Game design through self-play experiments

  • Authors:
  • Alasdair Macleod

  • Affiliations:
  • University of the Highlands and Islands, Stornoway, Isle of Lewis, UK

  • Venue:
  • Proceedings of the 2005 ACM SIGCHI International Conference on Advances in computer entertainment technology
  • Year:
  • 2005

Quantified Score

Hi-index 0.00

Visualization

Abstract

The application of self-play experiments to computer games was pioneered by Thompson in 1982 with his chess machine BELLE. Since then the technique has been widely used in a variety of games to train artificial players employing a range of artificial neural network architectures. Of particular note is the TD-learning Backgammon program of Tesauro developed in 1995. When developing artificial game players that learn by experience, it is generally possible to accelerate the training process through self-play. Compared with training by humans, this confers the advantages of greater speed and a precise control of playing strength through parameter variation. In spite of these potential advantages, the use of self-play experiments is considered by many to be a treacherous road fraught with problems. The value of such experiments is unclear and the threshold of learning that can be achieved through self-play alone is unknown. There is the common-sense perception that only limited playing skill can be achieved through machine self-play, a notion that is challenged here.
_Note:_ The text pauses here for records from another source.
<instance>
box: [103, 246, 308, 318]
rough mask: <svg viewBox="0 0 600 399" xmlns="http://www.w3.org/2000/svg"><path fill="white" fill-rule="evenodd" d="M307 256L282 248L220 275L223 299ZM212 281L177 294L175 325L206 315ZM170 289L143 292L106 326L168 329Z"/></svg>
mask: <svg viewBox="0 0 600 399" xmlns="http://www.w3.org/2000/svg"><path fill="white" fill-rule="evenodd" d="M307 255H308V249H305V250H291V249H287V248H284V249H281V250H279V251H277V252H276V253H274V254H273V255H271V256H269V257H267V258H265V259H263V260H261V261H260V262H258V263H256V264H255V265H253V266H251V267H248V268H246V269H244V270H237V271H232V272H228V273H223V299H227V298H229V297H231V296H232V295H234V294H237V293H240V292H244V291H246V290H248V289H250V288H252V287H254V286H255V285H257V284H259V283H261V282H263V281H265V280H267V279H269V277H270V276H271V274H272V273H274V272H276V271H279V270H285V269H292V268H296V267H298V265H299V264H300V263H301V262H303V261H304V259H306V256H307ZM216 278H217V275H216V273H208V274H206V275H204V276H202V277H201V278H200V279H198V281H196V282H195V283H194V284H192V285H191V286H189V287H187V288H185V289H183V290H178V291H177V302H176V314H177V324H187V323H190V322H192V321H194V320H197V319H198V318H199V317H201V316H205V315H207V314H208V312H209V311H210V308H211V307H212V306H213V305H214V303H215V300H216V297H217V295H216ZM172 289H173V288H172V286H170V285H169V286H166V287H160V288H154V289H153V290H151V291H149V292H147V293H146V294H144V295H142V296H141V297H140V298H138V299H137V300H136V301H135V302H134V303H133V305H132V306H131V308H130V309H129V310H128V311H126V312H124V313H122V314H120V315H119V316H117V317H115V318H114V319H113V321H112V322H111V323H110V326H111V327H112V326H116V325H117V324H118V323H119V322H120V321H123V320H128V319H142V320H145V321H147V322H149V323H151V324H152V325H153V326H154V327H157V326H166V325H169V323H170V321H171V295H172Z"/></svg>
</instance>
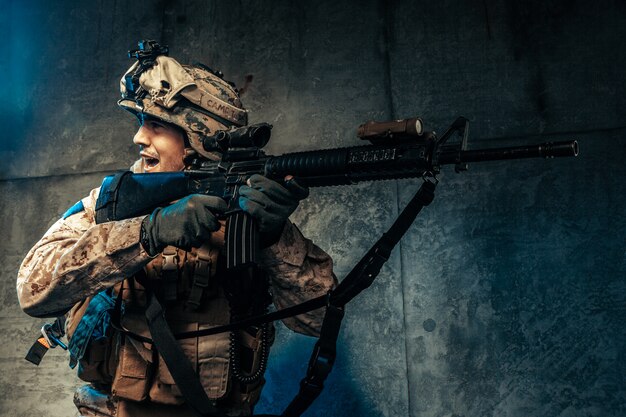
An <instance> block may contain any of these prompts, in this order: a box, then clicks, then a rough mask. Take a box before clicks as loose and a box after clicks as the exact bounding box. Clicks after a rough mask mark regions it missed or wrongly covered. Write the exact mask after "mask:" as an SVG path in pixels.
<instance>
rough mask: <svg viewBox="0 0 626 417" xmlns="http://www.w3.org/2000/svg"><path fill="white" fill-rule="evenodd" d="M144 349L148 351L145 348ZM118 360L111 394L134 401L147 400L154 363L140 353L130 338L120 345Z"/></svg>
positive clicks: (123, 341)
mask: <svg viewBox="0 0 626 417" xmlns="http://www.w3.org/2000/svg"><path fill="white" fill-rule="evenodd" d="M142 346H143V345H142ZM143 348H144V349H148V348H147V347H145V346H143ZM118 360H119V362H118V365H117V370H116V372H115V378H113V384H112V386H111V393H112V394H113V395H115V396H118V397H121V398H125V399H128V400H132V401H143V400H146V399H147V398H148V389H149V386H150V380H151V374H152V372H151V368H152V363H151V362H150V361H149V360H147V359H146V358H144V357H143V356H142V355H141V354H140V353H139V352H138V350H137V347H136V346H135V345H134V344H133V343H132V342H131V341H130V340H129V339H128V338H125V340H123V341H122V343H121V344H120V348H119V351H118Z"/></svg>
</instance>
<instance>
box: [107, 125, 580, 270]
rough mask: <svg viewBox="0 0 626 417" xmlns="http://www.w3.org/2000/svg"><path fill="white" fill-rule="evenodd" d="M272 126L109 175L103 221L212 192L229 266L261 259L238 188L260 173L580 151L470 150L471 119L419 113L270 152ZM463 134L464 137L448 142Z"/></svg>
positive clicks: (254, 260)
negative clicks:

A new application that is immune from the problems associated with machine learning is the use of self-play experiments to test the integrity and fairness of games and modify the rules accordingly. We will show how the rules of a particular game, Perudo, can be analysed for fairness and how the excessive positive feedback that arises when forces become unbalanced can be curbed. We use the notion of fair in the same sense as in a soccer game - if a team loses a goal, neglecting psychological effects, the chance of losing a second goal is not significantly changed. It is recognised that the cumulative growth in advantage is part of many games and that it is inappropriate to alter the rules in these cases. However the rate at which advantages grow can be moderated by rule alterations. We will also consider the application of the technique to a range of traditional games. In chess, for example, White is considered to have an advantage over Black. The imbalance can be determined for different playing strengths and extrapolated. We will show that the principles can be extended to the more complex situations of computer games and propose that the development of unintelligent agents to explore game play is advantageous.